Es ist bekannt, dass auch die ZürcherInnen gut addieren, subtrahieren, multiplizieren und dividieren, aber schlecht rechnen können. Es ist eine grosse Herausforderung, Berechnungsverfahren zu entwickeln, die eine umfassende Darstellung ermöglichen, etwa den Einbezug der externen Kosten oder die Ausverkaufs-Situation der Heizungstechnik für Öl und Gas. Besonders von Bedeutung sind diese Berechnungsverfahren bei Mietobjekten, weil die finanziellen Interessen von Eigentümerschaften und MieterInnen zeitpunktabhängig sehr unterschiedlich sind.

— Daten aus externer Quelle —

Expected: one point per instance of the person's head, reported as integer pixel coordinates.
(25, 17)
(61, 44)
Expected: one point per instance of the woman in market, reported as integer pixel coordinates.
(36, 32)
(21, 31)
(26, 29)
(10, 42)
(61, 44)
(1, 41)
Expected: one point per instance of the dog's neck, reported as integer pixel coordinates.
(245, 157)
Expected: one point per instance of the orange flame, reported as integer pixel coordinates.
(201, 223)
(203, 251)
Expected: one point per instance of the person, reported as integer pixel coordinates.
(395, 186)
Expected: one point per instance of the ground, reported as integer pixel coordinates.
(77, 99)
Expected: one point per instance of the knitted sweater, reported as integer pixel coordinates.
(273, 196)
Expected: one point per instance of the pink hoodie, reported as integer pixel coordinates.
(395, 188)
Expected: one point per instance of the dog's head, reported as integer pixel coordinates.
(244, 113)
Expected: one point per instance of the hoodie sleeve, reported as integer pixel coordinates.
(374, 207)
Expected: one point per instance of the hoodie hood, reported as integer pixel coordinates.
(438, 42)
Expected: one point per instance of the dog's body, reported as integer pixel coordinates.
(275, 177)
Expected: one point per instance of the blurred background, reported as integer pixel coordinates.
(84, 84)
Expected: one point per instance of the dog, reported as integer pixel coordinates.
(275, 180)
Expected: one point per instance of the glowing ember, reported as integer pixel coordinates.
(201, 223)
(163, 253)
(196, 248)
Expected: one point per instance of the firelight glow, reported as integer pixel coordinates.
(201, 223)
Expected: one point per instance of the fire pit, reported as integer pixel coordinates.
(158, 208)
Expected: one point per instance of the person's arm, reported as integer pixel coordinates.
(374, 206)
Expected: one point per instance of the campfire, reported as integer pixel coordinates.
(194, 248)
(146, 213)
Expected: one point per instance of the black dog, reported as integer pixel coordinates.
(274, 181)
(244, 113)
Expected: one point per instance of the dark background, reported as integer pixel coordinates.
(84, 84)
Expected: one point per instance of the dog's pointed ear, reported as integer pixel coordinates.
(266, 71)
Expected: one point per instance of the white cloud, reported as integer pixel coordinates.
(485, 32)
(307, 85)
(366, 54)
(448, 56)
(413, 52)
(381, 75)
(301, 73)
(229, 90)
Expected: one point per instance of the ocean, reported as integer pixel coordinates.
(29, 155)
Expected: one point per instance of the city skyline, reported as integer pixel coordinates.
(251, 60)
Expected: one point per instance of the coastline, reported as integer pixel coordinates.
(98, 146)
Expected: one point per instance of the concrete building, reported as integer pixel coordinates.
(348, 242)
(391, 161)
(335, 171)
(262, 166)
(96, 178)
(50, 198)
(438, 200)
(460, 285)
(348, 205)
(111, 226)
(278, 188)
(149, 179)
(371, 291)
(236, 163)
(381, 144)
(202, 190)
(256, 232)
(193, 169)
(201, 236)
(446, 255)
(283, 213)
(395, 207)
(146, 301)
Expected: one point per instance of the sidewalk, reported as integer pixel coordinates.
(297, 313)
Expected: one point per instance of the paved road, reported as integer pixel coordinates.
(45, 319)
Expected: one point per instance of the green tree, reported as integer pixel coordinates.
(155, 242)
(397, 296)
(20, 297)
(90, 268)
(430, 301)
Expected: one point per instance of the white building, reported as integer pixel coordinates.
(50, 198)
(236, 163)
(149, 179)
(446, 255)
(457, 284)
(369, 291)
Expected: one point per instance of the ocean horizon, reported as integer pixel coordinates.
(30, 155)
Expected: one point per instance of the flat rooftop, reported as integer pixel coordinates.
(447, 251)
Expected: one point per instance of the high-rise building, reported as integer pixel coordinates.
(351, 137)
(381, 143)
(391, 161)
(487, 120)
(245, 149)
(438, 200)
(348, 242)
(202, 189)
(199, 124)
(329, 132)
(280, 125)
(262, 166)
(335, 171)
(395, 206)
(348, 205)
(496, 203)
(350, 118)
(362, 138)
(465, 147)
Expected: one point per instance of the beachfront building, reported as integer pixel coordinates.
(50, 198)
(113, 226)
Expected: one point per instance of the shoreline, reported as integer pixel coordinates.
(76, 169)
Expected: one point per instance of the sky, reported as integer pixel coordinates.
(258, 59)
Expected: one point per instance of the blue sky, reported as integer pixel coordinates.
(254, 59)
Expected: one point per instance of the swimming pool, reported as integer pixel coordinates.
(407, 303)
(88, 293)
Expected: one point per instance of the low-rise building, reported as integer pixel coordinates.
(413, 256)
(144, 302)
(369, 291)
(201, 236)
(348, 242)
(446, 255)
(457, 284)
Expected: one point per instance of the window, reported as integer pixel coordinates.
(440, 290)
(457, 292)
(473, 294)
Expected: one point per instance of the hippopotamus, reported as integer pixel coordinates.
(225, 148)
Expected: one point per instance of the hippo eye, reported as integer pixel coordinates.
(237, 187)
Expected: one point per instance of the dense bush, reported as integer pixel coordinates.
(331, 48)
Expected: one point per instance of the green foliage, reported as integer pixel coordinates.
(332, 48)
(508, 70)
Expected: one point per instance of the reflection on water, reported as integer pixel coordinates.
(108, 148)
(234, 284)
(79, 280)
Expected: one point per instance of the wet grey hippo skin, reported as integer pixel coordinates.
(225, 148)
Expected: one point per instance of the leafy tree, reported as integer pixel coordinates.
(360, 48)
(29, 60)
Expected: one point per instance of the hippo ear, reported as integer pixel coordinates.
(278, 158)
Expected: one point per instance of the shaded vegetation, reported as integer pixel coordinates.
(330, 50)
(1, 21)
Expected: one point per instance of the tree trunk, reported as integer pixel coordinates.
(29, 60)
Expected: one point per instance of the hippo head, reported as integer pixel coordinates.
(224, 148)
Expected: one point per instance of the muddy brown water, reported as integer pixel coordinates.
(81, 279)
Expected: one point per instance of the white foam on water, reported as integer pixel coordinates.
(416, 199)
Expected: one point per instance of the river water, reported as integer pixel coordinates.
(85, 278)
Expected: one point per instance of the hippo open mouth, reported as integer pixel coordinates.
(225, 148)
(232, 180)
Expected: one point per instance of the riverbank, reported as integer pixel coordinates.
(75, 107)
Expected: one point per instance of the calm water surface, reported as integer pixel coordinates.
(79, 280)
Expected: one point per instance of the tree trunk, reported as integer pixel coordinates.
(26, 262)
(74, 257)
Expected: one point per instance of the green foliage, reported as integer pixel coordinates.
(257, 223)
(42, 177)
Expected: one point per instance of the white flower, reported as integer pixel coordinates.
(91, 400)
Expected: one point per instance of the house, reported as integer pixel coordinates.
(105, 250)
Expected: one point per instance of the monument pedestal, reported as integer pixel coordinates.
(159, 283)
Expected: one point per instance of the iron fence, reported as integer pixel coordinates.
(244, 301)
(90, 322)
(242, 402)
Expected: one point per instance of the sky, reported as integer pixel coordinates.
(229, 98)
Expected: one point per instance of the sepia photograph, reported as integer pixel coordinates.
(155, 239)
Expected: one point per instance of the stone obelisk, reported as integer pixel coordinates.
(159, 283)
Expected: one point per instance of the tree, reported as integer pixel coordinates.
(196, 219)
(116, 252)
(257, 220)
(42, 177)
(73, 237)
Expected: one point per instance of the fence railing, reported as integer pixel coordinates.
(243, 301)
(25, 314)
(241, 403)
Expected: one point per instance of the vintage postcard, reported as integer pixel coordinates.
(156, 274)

Dazu kommt: da Förderbeiträge für Anlagen mit erneuerbaren Energien vorgesehen sind, möchte auch die gesamte Produktions- und Installationskette dieser Geräte von der finanziellen Förderung profitieren. Dies führt zu künstlich erhöhten Preisen für Technologien zur Nutzung erneuerbarer Energien. Dies wird dadurch verstärkt, dass derzeit wegen des geringen Volumens der Wärmetechnik mit erneuerbaren Energien diese noch nicht als «normal, nützlich und notwendig» gilt. Blöderweise verstärken Förderbeiträge den in der Öffentlichkeit wahrgenommen Charakter dieser Technologien als moch «experimentell, unsicher und unzweckmässig». Auch zur Behebung dieser Modellfehler braucht es Gegenmassnahmen.
Eine Möglichkeit: auf dem Markt dürfen so rasch als möglich nur noch Firmen agieren, die sich verpflichten, ausschliesslich Anlagen mit erneuerbaren Energieträgern anzubieten! Als erster Schritt: der Kanton vergibt eine Auszeichnung an Firmen, die eine Selbstverpflichtung zur Montage von ausschliesslich Anlagen mit erneuerbaren Energien abgeben und diese durch externe Audits bestätigen lassen (im Sinne der Vorsorge: Biogas kann und darf bei solchen Überlegungen nicht als erneuerbar gelten).
Die Erfahrungen aus anderen Kantonen zeigen, dass die Änderungen von Vorschriften dazu führen, dass die fossile Lobby intensivste Werbebemühungen unternimmt, um Hauseigentümerschaften geradezu zu nötigen, spätestens kurz vor Inkrafttreten der geänderten Vorschriften die bestehende Öl- oder Gasheizung durch eine neue Öl- oder Gasheizung zu ersetzen. Klar ist: Datenschutz gibt es da nicht, Öl- und Gaslobby wissen genau, was in der Schweiz an Öl- und Gasheizungen installiert ist. Als Gegenmassnahme braucht es eine Vorwirkung der geplanten Vorschriften. Da könnte der Regierungsrat bereits tätig werden. Oder vielleicht tut es da eine freiwillige, eigenverantwortliche Massnahme der Öl- und Gaslobby: es wird auf diese Nötigung der Eigentümerschaften verzichtet, zudem wird ab sofort weder für Öl noch für Gas geworben (bis hin zu Coop: Es ist nicht nachvollziehbar, warum diese Firma beim Einkaufen im Lebensmittelgeschäft nach wie vor Gutscheine für verbilligtes Benzin abgibt). Und es ist an der Zeit, dass zum Beispiel der Tages-Anzeiger das wöchentliche Kästchen mit dem aktuellen Oelpreis aus dem Angebot streicht.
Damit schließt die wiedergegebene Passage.